Decided March 3, 1902.
This was a petition, under the 14th section of the court of private land claims act, for a money judgment against the United States for lands within a Spanish land claim, which lands had been patented by the United States to third parties before the Spanish land grant had been acted upon or confirmed.
The original proceeding out of which the present claim for indemnity grew was a suit begun February 28, 1893, by the present appellees, who, with one exception, claimed to be the heirs at law and legal representatives of Juan Jos e Lobato, against the United States, in the court of private land claims, for the confirmation of a grant alleged to have been made to Lobato August 24, 1740, of which juridical possession was given, and the grant ratified and confirmed by the proper authorities June 15, 1744. In their petition it was alleged that the same tract had been previously granted to Cristobal de Torres, but that his grant had been revoked in 1733 and the tract declared to be Crown lands; that from the date of the grant to Lobato in 1740 and for a period of 153 years (down to the time of filing the petition) he and his legal representatives had been in peaceable adverse possession of the same, and that 'there are no adverse holders, possessors, or claimants of or to any portion of said tract.' The suit resulted in a decree in favor of the claimants (appellees) confirming the grant, and finding the title complete and perfect in the claimants, at the date of the cession by the treaty of Guadalupe Hidalgo. The decree fixed the boundaries of the tract as shown in a map annexed to the petition. From this decree no appeal was prosecuted, and becoming final, it was executed by a survey approved by the court, and the land patented to the grantees.

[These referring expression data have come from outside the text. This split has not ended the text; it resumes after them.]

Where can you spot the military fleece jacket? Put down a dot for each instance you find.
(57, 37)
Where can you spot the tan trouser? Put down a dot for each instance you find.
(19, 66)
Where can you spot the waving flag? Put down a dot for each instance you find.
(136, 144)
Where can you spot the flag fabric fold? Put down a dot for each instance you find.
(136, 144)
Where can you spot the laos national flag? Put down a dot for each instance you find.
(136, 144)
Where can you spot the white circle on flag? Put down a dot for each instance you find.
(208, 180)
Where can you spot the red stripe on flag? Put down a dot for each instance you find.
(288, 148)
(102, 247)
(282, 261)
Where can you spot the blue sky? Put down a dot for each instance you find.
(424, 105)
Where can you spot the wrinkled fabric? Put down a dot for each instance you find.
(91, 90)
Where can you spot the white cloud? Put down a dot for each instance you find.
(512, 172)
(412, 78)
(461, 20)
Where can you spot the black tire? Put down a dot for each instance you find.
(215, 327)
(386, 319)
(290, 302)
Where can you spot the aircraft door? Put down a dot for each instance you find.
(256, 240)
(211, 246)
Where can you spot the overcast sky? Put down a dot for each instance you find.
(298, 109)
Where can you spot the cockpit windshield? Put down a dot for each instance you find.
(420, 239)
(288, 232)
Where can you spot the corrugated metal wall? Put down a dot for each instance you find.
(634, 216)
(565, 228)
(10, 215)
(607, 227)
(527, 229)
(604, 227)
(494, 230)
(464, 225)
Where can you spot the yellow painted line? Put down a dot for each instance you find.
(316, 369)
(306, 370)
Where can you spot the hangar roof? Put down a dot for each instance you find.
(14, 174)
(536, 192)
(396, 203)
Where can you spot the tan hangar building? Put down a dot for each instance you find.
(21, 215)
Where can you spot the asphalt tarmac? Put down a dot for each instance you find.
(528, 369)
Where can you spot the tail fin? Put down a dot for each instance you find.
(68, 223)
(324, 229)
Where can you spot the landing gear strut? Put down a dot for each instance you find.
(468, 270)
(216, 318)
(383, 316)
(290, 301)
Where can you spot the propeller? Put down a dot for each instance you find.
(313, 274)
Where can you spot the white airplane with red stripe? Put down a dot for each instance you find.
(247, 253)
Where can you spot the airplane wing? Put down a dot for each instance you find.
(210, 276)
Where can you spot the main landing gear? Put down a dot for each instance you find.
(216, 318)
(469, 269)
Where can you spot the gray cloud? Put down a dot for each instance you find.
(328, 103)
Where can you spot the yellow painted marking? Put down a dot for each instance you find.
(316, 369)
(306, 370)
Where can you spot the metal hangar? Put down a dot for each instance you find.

More than six years after the confirmation of the Lobato grant the petitioners filed the present petition, alleging that several parcels of land, amounting to 2,056 acres in the aggregate, had been disposed of, granted, and patented by the United States to certain persons named in an exhibit to the petition; that the lands so granted lay wholly within the boundaries of the Lobato grant as confirmed, and were among the most valuable parts of such grant. The petition concluded with a prayer for judgment against the United States for the value of the lands so patented.
The United States answered, admitting the confirmation of the Lobato grant, and averring that the plaintiffs neglected to make the holders of the patented land parties defendant to the suit as required by law, but that they proceeded to try their cause, obtain a decree of confirmation, which had long since become final; and that by failure to make the patentees parties defendant, and by averring that there were no adverse claimants to any portion of the tract, 'they thereby waived and disclaimed all right, if any they had, to challenge any disposition theretofore made under the laws of the United States to any portion of said grant.'
The petitioners filed a general demurrer to this answer, accompanied by an affidavit to the effect that the plaintiffs, until the survey of said grant, did not and could not know or certainly allege and affirm that the lands granted and disposed of by the United States, as set forth in their petition, were within the exterior limits of their grant, and consequently no allegation with relation thereto was made in their original petition, and that such knowledge only came to the petitioners within the last two years.
The demurrer to the answer was sustained, the case submitted upon an agreed statement of facts, and a judgment rendered against the United States for $2,320.91, for 1,856.73 acres at $1.25 per acre, in accordance with the prayer of the petition,—Justices Sluss and Murray dissenting.
Messrs. Matthew G. Reynolds and John K. Richards, Solicitor General, for appellant.
Messrs. George Hill Howard and Henry M. Earle for appellees.
Mr. Justice Brown delivered the opinion of the court:
This case raises the question whether, after a land grant has been confirmed by the court of private land claims, that court may, after an unexplained delay of over six years, entertain a supplemental petition for the value of certain parcels disposed of and patented by the United States to third parties, before the filing of the original petition.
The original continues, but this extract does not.